Abstract
Artificial Intelligence Generated Content (AIGC) has shown remarkable
progress in generating realistic images. However, in this paper, we take a step
"backward" and address AIGC for the most rudimentary visual modality of human
sketches. Our objective is on the creative nature of sketches, and that
creative sketching should take the form of an interactive process. We further
enable text to drive the sketch ideation process, allowing creativity to be
freely defined, while simultaneously tackling the challenge of "I can't
sketch". We present a method to generate controlled sketches using a
text-conditioned diffusion model trained on pixel representations of images.
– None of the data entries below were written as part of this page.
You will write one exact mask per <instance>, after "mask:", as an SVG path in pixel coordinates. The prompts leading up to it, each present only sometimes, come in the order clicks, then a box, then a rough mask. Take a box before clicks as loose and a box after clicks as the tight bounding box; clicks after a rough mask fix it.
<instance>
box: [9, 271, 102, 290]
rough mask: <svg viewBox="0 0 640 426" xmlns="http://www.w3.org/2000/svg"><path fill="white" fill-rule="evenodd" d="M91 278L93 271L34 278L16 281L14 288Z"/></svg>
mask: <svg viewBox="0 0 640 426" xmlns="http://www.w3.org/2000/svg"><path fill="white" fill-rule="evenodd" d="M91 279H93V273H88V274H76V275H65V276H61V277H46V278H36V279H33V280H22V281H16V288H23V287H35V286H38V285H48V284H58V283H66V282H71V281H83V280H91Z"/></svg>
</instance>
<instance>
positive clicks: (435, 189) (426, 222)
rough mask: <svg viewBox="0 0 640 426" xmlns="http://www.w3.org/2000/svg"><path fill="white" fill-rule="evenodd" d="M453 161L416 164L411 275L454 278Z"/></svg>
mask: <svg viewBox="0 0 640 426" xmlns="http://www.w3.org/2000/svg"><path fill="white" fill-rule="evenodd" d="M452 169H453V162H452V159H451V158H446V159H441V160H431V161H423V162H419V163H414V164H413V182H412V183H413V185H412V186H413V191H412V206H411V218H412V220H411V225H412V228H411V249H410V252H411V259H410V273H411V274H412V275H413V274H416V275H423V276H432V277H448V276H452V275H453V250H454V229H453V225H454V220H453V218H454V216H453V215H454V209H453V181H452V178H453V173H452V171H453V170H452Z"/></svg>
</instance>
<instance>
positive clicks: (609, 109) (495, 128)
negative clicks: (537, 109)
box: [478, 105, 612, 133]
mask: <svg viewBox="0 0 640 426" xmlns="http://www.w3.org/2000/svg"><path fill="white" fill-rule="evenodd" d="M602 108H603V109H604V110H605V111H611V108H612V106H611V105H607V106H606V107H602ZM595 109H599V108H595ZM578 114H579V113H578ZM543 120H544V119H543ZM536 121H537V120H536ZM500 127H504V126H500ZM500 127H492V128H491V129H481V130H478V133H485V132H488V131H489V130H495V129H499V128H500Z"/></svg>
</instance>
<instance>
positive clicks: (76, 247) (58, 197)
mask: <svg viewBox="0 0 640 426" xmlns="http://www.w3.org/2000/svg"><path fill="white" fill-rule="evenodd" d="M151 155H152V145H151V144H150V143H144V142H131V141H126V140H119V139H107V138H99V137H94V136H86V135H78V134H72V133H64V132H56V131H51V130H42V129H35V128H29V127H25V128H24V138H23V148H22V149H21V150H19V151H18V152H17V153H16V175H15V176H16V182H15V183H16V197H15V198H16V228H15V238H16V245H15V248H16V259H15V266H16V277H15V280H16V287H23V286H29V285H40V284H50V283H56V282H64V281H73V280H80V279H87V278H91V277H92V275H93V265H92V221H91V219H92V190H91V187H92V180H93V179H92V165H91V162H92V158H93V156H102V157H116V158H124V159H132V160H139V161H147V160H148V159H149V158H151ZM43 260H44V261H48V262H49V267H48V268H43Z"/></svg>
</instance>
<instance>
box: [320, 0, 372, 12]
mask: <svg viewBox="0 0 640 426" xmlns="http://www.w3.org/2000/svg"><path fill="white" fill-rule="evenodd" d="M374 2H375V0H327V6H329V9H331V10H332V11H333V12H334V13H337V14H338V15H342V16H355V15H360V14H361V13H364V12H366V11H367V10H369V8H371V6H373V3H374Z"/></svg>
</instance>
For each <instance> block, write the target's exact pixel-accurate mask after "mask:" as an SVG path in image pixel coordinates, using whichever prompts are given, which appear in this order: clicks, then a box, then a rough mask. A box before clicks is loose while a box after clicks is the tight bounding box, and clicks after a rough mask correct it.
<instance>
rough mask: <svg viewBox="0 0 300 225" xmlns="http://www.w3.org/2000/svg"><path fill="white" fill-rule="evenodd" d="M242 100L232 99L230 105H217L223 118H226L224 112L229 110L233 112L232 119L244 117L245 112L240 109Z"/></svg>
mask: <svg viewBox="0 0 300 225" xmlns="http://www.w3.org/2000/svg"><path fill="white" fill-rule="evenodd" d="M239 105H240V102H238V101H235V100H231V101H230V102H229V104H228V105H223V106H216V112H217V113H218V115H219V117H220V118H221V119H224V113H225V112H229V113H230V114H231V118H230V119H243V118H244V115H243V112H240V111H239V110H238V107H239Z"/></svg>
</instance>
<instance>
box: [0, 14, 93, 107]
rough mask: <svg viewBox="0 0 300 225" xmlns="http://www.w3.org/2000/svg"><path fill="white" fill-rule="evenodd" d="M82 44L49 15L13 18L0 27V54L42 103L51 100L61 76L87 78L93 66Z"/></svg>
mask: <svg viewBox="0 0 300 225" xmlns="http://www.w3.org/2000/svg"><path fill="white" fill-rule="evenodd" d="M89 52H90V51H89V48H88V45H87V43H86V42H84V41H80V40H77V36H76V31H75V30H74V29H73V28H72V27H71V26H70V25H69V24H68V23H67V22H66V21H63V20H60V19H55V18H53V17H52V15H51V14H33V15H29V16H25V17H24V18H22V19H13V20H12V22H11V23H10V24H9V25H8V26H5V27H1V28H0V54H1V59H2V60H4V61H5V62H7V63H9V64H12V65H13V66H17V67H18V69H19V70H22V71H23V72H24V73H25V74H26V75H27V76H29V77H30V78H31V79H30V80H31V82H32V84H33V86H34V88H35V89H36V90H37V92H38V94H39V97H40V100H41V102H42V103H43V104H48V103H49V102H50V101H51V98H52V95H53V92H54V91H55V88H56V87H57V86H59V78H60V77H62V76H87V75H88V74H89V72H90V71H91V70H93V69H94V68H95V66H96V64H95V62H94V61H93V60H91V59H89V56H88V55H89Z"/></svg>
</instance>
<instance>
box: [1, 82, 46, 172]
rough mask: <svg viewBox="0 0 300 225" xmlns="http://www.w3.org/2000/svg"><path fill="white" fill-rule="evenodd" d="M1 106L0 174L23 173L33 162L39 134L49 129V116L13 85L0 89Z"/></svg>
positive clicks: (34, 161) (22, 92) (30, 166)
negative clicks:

Our proposed approach, referred to as SketchDreamer, integrates a
differentiable rasteriser of Bezier curves that optimises an initial input to
distil abstract semantic knowledge from a pretrained diffusion model. We
utilise Score Distillation Sampling to learn a sketch that aligns with a given
caption, which importantly enable both text and sketch to interact with the
ideation process. Our objective is to empower non-professional users to create
sketches and, through a series of optimisation processes, transform a narrative
into a storyboard by expanding the text prompt while making minor adjustments
to the sketch input. Through this work, we hope to aspire the way we create
visual content, democratise the creative process, and inspire further research
in enhancing human creativity in AIGC. The code is available at
\url{https://github.com/WinKawaks/SketchDreamer}.